Another one of the causes of Dave East’s paranoia surfaces in his skit, Kairi, implying the pressures he now has, of providing for his young daughter. Touching the hearts of listeners with the genuine conversation between East and his daughter, displaying the deep love he has for her, allow his listeners to see him through a fatherly lense.

Dave East lovingly looks Kairi in the eyes as he cherishes the quality time they spend together.

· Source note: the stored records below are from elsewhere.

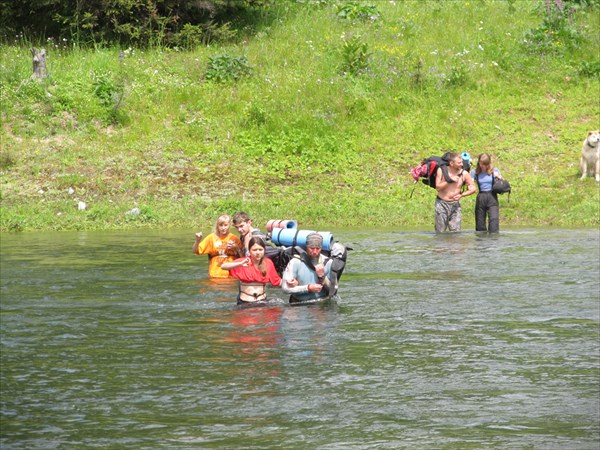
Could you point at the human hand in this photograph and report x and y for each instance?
(315, 288)
(320, 270)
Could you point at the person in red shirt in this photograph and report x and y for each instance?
(254, 272)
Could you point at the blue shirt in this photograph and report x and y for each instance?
(484, 180)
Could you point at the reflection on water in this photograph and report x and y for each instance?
(120, 340)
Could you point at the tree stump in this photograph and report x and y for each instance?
(39, 63)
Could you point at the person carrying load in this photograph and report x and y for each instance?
(312, 273)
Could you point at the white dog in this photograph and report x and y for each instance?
(589, 164)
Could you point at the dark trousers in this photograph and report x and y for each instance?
(487, 204)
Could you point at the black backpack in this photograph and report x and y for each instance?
(427, 170)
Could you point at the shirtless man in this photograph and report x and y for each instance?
(448, 214)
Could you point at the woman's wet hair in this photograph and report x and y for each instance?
(254, 240)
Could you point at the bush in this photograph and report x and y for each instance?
(222, 68)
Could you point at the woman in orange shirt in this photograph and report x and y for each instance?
(221, 246)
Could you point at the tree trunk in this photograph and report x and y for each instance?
(39, 63)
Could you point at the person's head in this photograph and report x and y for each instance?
(242, 222)
(484, 163)
(256, 247)
(455, 160)
(222, 225)
(314, 242)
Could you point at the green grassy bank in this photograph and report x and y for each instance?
(317, 114)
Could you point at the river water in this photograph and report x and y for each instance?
(119, 340)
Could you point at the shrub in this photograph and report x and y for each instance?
(222, 68)
(356, 11)
(355, 55)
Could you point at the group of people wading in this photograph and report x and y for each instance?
(308, 276)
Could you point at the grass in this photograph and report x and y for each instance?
(323, 128)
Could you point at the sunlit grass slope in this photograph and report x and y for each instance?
(335, 102)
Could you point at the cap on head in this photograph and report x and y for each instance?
(314, 240)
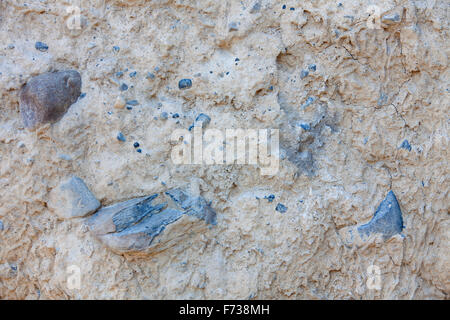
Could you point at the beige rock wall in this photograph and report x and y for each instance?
(378, 81)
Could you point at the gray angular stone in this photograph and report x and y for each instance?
(47, 97)
(387, 219)
(72, 198)
(137, 225)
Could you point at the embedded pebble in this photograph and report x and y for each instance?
(405, 145)
(47, 97)
(281, 208)
(164, 115)
(119, 103)
(132, 102)
(138, 225)
(72, 198)
(41, 46)
(185, 84)
(386, 220)
(121, 137)
(304, 74)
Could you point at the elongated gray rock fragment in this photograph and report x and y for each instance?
(387, 220)
(138, 225)
(47, 97)
(72, 198)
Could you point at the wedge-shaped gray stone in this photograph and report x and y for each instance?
(72, 198)
(138, 225)
(47, 97)
(387, 220)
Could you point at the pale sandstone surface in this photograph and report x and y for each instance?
(372, 89)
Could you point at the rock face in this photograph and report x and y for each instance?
(139, 226)
(387, 220)
(72, 199)
(46, 97)
(360, 99)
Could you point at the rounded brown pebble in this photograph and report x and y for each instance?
(47, 97)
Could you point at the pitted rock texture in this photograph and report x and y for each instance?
(46, 97)
(139, 226)
(376, 82)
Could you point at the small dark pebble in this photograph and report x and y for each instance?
(405, 145)
(305, 126)
(304, 74)
(164, 115)
(121, 137)
(41, 46)
(204, 118)
(233, 26)
(132, 102)
(185, 84)
(281, 208)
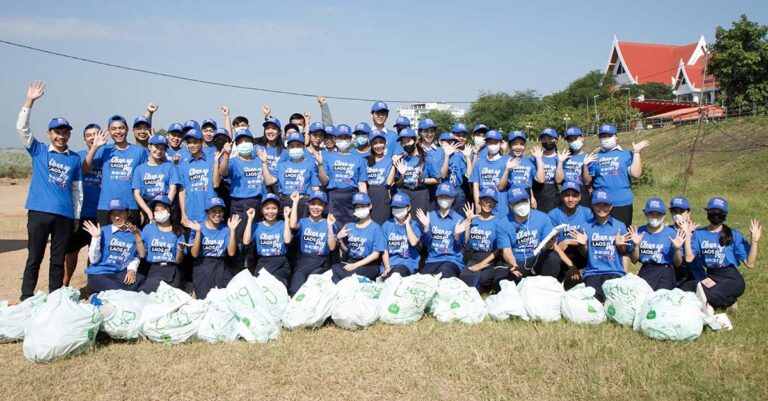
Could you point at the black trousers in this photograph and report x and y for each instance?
(40, 226)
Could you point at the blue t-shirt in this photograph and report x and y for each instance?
(297, 176)
(269, 239)
(118, 249)
(344, 170)
(313, 236)
(524, 237)
(155, 180)
(610, 172)
(657, 247)
(91, 189)
(52, 176)
(161, 245)
(400, 250)
(440, 241)
(361, 242)
(602, 255)
(117, 166)
(196, 177)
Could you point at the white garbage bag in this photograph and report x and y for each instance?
(623, 298)
(173, 318)
(671, 315)
(357, 305)
(122, 312)
(542, 296)
(14, 318)
(506, 303)
(403, 300)
(456, 301)
(313, 303)
(581, 307)
(60, 327)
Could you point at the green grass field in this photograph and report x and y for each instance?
(493, 360)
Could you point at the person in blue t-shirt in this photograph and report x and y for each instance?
(165, 247)
(715, 253)
(519, 235)
(114, 252)
(271, 237)
(443, 235)
(403, 236)
(156, 177)
(212, 241)
(317, 239)
(117, 162)
(362, 241)
(602, 242)
(55, 195)
(481, 242)
(612, 168)
(657, 247)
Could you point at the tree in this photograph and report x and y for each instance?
(739, 63)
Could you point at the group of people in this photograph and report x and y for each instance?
(202, 202)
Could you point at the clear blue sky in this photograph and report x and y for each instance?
(446, 50)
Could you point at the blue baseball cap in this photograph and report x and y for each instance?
(717, 203)
(601, 196)
(316, 126)
(607, 129)
(117, 204)
(403, 122)
(213, 202)
(446, 189)
(406, 133)
(494, 134)
(272, 121)
(573, 131)
(679, 202)
(342, 129)
(550, 132)
(516, 194)
(655, 205)
(58, 122)
(517, 135)
(361, 198)
(362, 127)
(400, 199)
(141, 120)
(158, 139)
(458, 127)
(490, 193)
(318, 195)
(573, 186)
(379, 106)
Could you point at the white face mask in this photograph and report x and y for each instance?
(362, 212)
(522, 209)
(608, 143)
(162, 216)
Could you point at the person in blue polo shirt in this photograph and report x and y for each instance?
(114, 252)
(403, 236)
(443, 235)
(362, 241)
(156, 177)
(165, 247)
(117, 162)
(611, 169)
(716, 252)
(657, 247)
(55, 195)
(602, 242)
(212, 241)
(317, 239)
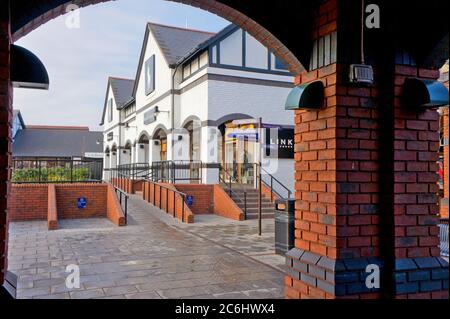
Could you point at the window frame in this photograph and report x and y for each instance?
(150, 86)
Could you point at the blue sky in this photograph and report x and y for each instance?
(79, 61)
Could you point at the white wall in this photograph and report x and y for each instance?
(163, 75)
(254, 100)
(231, 49)
(256, 54)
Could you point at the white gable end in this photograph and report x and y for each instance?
(162, 74)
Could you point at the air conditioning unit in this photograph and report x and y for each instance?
(361, 74)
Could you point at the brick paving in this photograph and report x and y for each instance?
(155, 256)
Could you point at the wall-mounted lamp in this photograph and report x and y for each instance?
(128, 126)
(424, 94)
(158, 111)
(309, 96)
(27, 71)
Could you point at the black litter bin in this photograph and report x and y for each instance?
(284, 225)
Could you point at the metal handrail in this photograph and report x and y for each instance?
(443, 235)
(273, 179)
(120, 193)
(168, 189)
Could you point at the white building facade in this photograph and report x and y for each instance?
(200, 97)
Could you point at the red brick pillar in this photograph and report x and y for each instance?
(445, 203)
(419, 270)
(5, 130)
(366, 178)
(446, 140)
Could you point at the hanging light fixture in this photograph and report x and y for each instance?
(27, 71)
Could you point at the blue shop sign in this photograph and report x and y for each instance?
(81, 203)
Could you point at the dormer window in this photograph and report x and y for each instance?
(150, 75)
(110, 110)
(195, 65)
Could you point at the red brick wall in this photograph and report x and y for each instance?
(416, 154)
(67, 196)
(113, 210)
(6, 95)
(124, 184)
(28, 202)
(224, 206)
(167, 200)
(445, 208)
(53, 202)
(52, 210)
(203, 197)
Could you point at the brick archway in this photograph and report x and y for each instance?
(58, 8)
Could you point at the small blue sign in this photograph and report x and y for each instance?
(81, 203)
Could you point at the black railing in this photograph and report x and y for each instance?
(165, 172)
(443, 234)
(177, 171)
(137, 171)
(123, 200)
(56, 171)
(274, 185)
(162, 196)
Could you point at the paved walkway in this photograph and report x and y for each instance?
(155, 256)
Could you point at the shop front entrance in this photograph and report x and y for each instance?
(239, 152)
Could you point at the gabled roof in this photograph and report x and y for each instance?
(17, 114)
(123, 93)
(56, 142)
(176, 43)
(205, 44)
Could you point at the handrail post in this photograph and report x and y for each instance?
(160, 194)
(174, 204)
(126, 210)
(271, 188)
(71, 171)
(39, 175)
(182, 208)
(245, 205)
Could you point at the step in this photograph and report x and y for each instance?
(256, 211)
(251, 216)
(256, 205)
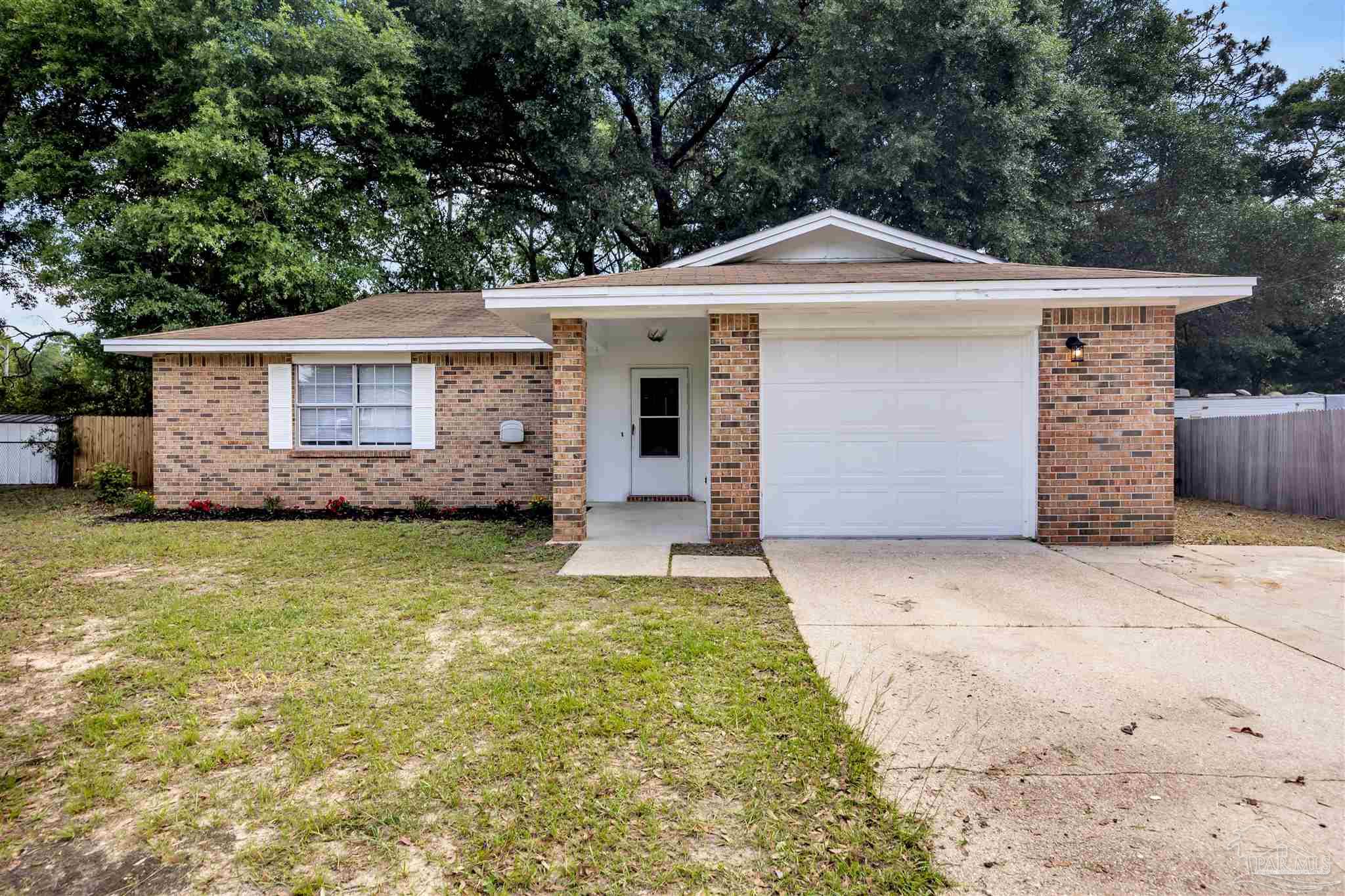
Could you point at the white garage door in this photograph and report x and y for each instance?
(898, 437)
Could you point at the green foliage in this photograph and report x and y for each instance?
(181, 163)
(110, 482)
(143, 503)
(174, 163)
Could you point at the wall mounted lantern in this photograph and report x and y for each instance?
(1076, 349)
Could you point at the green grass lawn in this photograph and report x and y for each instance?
(410, 707)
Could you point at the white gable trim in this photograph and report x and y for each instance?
(920, 246)
(160, 344)
(1188, 293)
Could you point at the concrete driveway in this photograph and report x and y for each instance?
(1000, 680)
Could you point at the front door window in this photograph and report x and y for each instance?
(661, 422)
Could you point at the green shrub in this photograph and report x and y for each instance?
(110, 482)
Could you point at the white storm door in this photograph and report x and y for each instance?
(661, 450)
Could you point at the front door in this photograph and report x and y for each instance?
(659, 435)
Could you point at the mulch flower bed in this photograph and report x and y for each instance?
(350, 512)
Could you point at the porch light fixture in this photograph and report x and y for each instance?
(1076, 349)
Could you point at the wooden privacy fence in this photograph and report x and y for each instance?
(128, 441)
(1275, 463)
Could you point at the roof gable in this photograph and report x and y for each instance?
(831, 236)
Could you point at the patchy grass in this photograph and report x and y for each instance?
(1201, 522)
(410, 707)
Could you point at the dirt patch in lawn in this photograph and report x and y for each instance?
(1200, 522)
(204, 580)
(449, 640)
(735, 550)
(41, 689)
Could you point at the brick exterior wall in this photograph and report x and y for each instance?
(211, 437)
(735, 427)
(1105, 461)
(569, 430)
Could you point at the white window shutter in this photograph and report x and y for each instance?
(423, 406)
(282, 406)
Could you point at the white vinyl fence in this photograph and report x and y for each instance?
(19, 464)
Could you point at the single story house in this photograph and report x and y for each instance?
(830, 377)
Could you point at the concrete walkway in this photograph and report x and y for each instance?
(1064, 717)
(636, 538)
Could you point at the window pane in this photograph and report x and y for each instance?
(659, 437)
(326, 383)
(658, 396)
(385, 385)
(385, 425)
(324, 426)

Amidst all of the commotion in East’s life since entering the music business, he humanizes himself in “Wanna Be Me”. In the song, he mentions the struggles he’s faced with such as the daily pressures of providing for first an foremost, his daughter, and those around him, all that while “Tryna’ learn the music industry.” After all he does for people he cares for, they are ungrateful and claim that East cares about nothing. He also talks about his family misfortunes such as the passing of his Aunt Barbara in 2008, his father’s diagnosis with diabetes, and wishing he was closer to his nieces and nephews. At the end of the day, as most people do, he just wants to set his worries aside, enjoy time with his daughter, and be himself.

 

For his first album, East’s fans get a pretty close look at his psyche and how that is the basis of his music. Not only has Dave East proven his strength in storytelling, he has brought back the sound of the 90’s New York rap and its purpose to tell the rags to riches stories of rappers to empower and instill hope in young people who were born into the same rough circumstances as they were. With the death of the legendary Biggy and the dying out of the legendary sounds of the 90’s rap era, those of us with an ear for that sound thought it was gone, but Dave East seems to be the hope of bringing back the original hip-hop culture into mainstream musical culture.